While most research has focused on the bacteriome, viruses (virome) and fungi (mycobiome) are also important constituents of the microbiome. The respiratory tract contains genetic material from eukaryotic viruses such as anelloviruses, herpesviruses and papillomaviruses, as well as retroviruses that may establish persistent asymptomatic infections and bacteriophages, which dominate the virome.142, 143, 144, 145 In the lung, the virome is highly variable between individuals and is strongly influenced by environmental conditions such as oxygen availability.144 Unfortunately, in many studies, a large proportion of sequencing reads are not matched to a reference genome and it is unclear whether the identified viruses are commensal or a latent infection. Given these difficulties, it is challenging to directly compare the entire virome in COPD patients and healthy subjects. Nevertheless, COPD patients have increased total viral load, as well as an increased prevalence or abundance of influenza, cytomegalovirus and Epstein–Barr virus.146, 147, 148 Ultimately, the role of acute viral infection including rhinovirus, RSV and influenza, which clearly contribute to inflammation, pathology and exacerbations of COPD,28, 149, 150 remains to be fully elucidated. As previously described, latent adenoviral infection is associated with increased inflammation and alveolar destruction126 while total and influenza‐specific viral loads of COPD patients without symptoms of infection correlated with inflammatory cell numbers in the airways.148 Moreover, human rhinovirus‐encoded proteinase 2a has been proposed to elicit a duel Th1/Th2 response in COPD patients through its impact on dendritic cell maturation, thereby driving inflammation, allergy and airway obstruction.149

Although fungi are only detectable at low abundance in healthy individuals, several members of the mycobiome are consistently identified in the lower respiratory tract, including Cladosporium and Aspergillus spp.120, 151 Moreover, the outgrowth of Aspergillus can lead to IPA, with COPD as the most common predisposing condition. Colonization with Pneumocystis was associated with COPD development and GOLD stage classification.30, 152 Pneumocystis spp. are capable of inducing COPD‐like disease in animal models both with and without cigarette smoke exposure.153, 154 In the oral cavity, smoking is associated with increased prevalence of Candida spp. as a consequence of the ability of cigarette smoke to increase the growth, adherence and immunostimulatory activity of Candida albicans.155, 156 Cigarette smoke also increased the content of chitin in the cell wall of C. albicans. While it is not clear whether cigarette smoke causes similar changes in fungi that colonize the lung or if fungi in the oral cavity affect the lung through microaspiration, notably, the activity of chitotriosidase and the chitin‐binding protein YKL‐40 are increased in the BAL and alveolar macrophages of COPD patients.157, 158 Even serum levels of YKL‐40 and chitotriosidase are elevated in COPD patients and inversely correlate with lung function, indicating that host responses to fungal colonization may contribute to COPD progression.159

The bacterial microbiome, virome and mycobiome are not isolated and act in concert. Indeed, bacteria and phage populations are strongly correlated,142, 144 while eukaryotic viruses and fungi can affect bacterial growth.150, 151 Furthermore, the gastrointestinal microbiome interacts with the respiratory microbiota and plays a critical role in the development of several chronic respiratory diseases, and likely COPD (Fig. 3).133

Figure 3

Role of the microbiome in COPD pathogenesis and progression.

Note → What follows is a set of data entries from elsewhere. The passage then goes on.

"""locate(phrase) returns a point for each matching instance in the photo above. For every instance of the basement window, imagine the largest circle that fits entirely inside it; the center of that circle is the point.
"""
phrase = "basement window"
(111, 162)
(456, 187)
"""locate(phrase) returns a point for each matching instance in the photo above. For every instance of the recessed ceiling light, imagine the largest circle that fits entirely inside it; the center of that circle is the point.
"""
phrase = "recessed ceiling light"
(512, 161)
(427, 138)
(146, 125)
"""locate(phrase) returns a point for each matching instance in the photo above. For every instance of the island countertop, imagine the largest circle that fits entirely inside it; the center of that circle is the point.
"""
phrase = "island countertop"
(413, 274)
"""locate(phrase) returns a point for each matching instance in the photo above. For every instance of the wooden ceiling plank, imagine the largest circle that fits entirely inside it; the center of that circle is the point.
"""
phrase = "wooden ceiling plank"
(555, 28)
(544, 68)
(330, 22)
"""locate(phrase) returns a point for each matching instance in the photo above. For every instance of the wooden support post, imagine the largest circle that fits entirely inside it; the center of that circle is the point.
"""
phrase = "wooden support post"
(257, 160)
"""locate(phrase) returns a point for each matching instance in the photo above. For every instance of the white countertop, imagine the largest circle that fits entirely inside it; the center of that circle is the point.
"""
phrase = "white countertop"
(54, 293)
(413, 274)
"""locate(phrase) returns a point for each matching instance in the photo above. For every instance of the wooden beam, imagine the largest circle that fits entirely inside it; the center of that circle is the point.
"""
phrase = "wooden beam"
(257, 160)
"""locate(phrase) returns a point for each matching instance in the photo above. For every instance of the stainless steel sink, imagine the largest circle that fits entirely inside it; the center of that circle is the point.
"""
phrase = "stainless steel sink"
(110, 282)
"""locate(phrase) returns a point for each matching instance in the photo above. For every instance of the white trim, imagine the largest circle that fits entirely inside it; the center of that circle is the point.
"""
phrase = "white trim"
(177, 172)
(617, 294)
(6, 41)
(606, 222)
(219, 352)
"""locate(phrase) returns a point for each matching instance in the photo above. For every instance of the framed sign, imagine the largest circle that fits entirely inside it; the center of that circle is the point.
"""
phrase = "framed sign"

Bacteria, viruses and fungi enter the lung through breathing and microaspiration of oral microbes. In the healthy lung, homeostasis is achieved through an appropriate immune response and pathogen clearance. In COPD, an increased abundance of pathogenic organisms and oral taxa is seen in association with reduced overall bacterial diversity. Consequently, perpetuation of a deleterious immune response occurs with associated COPD progression. Host–microbe dialogue may also proceed via the gut–lung axis further exacerbating disease symptoms as demonstrated in other chronic respiratory disease states. IPA, invasive pulmonary aspergillosis; Th, T‐helper.

THE EFFECT OF INFECTION ON COPD DISEASE PATHOGENESIS, PROGRESSION AND THERAPEUTICS

Antibiotic, bronchodilator and steroid use

The prominent role of bacteria in inciting acute COPD exacerbations has placed antibiotics at the forefront of COPD therapy. In 1987, Anthonisen et al. reported a 13% increase in treatment success rate with antibiotic therapy compared with placebo, particularly in patients with increased dyspnoea and sputum production and purulence.160 Since then, antibiotics covering pathogens such as H. influenzae, S. pneumoniae and M. catarrhalis have become mainstays of therapy and numerous trials have confirmed their beneficial effects.161, 162, 163 Nonetheless, the notion that all acute exacerbations must be treated with antibiotics has been called into question, given that not every exacerbation is the result of a bacterial infection. Efforts to better identify the subset of exacerbating COPD patients who may benefit from antibiotics have explored biomarkers such as procalcitonin,164, 165 C‐reactive protein166 and neutrophil CD64 expression,167 but few of these have yet made it into mainstream clinical decision algorithms.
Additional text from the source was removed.